A comunidade LGBTQIA+ sempre foi taxada a guetos e vielas, em todo o processo social nos invisibilizaram sobre os direitos que nossos corpos podem ter em relação a existir e não seremos silenciadas (os) perante o ocorrido. Existir para nós é uma resistência cotidiana, pois nos foi muito cara a garantia de direitos para não termos que simplesmente ser jogadas(os) a guetos novamente, principalmente as mulheres e homens travestis e transexuais, público alvo de tamanha agressividade nos espaços urbanos do Brasil.
Repudiamos ações que tentem nos invisibilizar, por qualquer parte das esferas de poder.

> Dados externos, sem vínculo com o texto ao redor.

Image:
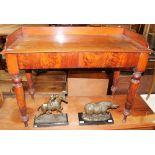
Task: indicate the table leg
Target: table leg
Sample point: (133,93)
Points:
(18,88)
(134,83)
(115,81)
(30,83)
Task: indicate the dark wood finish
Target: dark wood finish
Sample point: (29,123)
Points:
(115,81)
(18,88)
(30,83)
(76,47)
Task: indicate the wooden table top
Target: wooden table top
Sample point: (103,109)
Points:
(76,40)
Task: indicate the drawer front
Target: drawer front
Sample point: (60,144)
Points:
(77,60)
(47,60)
(108,60)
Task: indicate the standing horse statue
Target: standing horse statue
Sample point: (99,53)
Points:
(98,111)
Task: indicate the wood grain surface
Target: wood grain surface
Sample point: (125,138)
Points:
(142,117)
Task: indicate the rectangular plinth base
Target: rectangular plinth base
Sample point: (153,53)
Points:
(48,120)
(83,122)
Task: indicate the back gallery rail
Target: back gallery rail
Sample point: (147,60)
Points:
(74,47)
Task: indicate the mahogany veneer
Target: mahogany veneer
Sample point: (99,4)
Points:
(74,47)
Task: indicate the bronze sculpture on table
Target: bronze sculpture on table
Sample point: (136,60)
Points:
(96,113)
(51,112)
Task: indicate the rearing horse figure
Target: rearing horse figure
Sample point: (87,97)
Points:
(54,104)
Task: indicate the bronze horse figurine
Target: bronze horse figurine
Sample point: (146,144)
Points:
(54,104)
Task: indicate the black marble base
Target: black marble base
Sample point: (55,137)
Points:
(48,120)
(83,122)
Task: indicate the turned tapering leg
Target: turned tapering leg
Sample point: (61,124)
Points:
(134,83)
(30,83)
(115,81)
(18,88)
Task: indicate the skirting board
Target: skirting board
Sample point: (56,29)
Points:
(150,102)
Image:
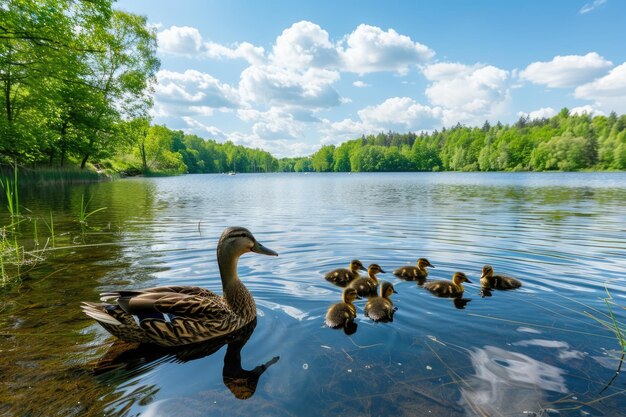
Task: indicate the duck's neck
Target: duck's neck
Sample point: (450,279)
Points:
(235,293)
(350,306)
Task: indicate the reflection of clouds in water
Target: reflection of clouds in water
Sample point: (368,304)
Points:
(528,330)
(291,311)
(564,351)
(508,383)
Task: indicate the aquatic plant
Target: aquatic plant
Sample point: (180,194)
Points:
(83,213)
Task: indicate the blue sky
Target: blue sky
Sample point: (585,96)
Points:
(291,76)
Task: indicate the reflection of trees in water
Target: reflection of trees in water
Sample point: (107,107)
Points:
(137,358)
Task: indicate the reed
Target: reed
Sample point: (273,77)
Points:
(84,212)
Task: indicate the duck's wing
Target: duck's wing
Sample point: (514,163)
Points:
(172,316)
(340,276)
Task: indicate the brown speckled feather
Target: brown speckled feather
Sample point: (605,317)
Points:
(410,273)
(341,276)
(443,288)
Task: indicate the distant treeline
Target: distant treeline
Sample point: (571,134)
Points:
(564,142)
(77,81)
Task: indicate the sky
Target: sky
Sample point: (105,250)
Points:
(291,76)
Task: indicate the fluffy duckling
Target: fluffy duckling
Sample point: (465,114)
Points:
(381,308)
(501,282)
(341,314)
(343,276)
(414,273)
(452,288)
(367,286)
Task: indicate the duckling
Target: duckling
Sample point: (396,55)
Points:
(341,314)
(501,282)
(343,276)
(414,273)
(452,288)
(381,308)
(367,286)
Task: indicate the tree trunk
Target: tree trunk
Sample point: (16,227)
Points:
(84,161)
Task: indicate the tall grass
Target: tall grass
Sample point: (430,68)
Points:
(14,257)
(84,212)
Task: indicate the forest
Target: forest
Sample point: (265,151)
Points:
(564,142)
(77,81)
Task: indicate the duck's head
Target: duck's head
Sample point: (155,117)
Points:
(356,265)
(459,278)
(423,263)
(349,295)
(374,269)
(235,241)
(387,289)
(487,272)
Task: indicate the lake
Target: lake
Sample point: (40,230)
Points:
(533,351)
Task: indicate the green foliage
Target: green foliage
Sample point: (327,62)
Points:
(71,73)
(565,142)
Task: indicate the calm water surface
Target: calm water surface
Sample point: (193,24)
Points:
(534,351)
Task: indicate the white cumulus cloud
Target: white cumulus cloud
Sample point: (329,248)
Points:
(206,131)
(275,85)
(370,49)
(566,71)
(188,42)
(304,45)
(586,109)
(588,7)
(542,113)
(468,94)
(401,114)
(179,93)
(608,92)
(180,40)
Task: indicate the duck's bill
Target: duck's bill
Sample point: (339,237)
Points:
(258,248)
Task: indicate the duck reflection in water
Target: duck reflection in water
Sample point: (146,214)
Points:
(414,273)
(241,382)
(460,302)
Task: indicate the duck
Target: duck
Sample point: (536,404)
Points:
(342,314)
(367,286)
(343,276)
(381,308)
(414,273)
(501,282)
(174,316)
(452,288)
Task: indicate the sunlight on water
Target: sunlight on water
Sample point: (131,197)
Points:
(511,353)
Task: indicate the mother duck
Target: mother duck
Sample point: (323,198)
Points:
(182,315)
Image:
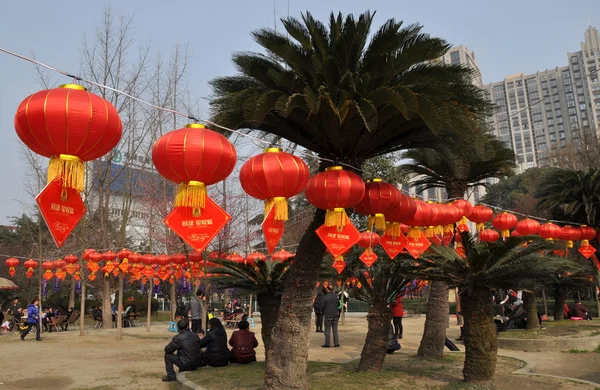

Iremos alinhar nossas pautas com outros movimentos e juntamente com órgãos competentes solicitar a perícia do áudio em questão, na tentativa de comprovar tais condutas de discriminação, para que possamos tomar as devidas medidas cabíveis.
Não seremos mais silenciadas(os), não teremos o nosso direito de manifestação cultural cerceado, não iremos voltar para armários impositores oriundos de pensamentos ultrapassados, seremos como sempre fomos, resistência.
Nota prefeita
No dia em que assinamos o maior contrato de obras públicas da história da nossa cidade, que antecipamos o pagamento dos servidores públicos municipais para que todos possam passar esse feriadão de Carnaval com dinheiro no bolso, que a cidade recebe pessoas vindas de outros lugares para a festividades do Palmas Capital da Fé e outros eventos alusivos à data, me deparo com uma atitude mesquinha e vil, para desacreditar a nossa gestão.
O áudio que circula em redes sociais é uma clara montagem, foi distribuído com fins eleitoreiros e certamente por pessoas que não merecem credibilidade. Tal contexto não condiz com a nossa prática.
Respeito todos os credos, raças, gênero e orientação sexual, tanto que somos referência no Centro de Atenção Psicossocial (CAPS) em relação à população LGBT e trans, apoiamos a parada LGBT e, de forma transversal várias outras ações desse segmento. Palmas tem como uma de suas marcas, a diversidade, e nossa gestão tem compromisso com todos.
Desde já, quero me desculpar pelo constrangimento e embaraço que essa situação pode ter causado às pessoas. Buscarei na Justiça a reparação dessa tentativa de difamação e quero deixar claro que nada vai me impedir de continuar trabalhando pelo bem de Palmas.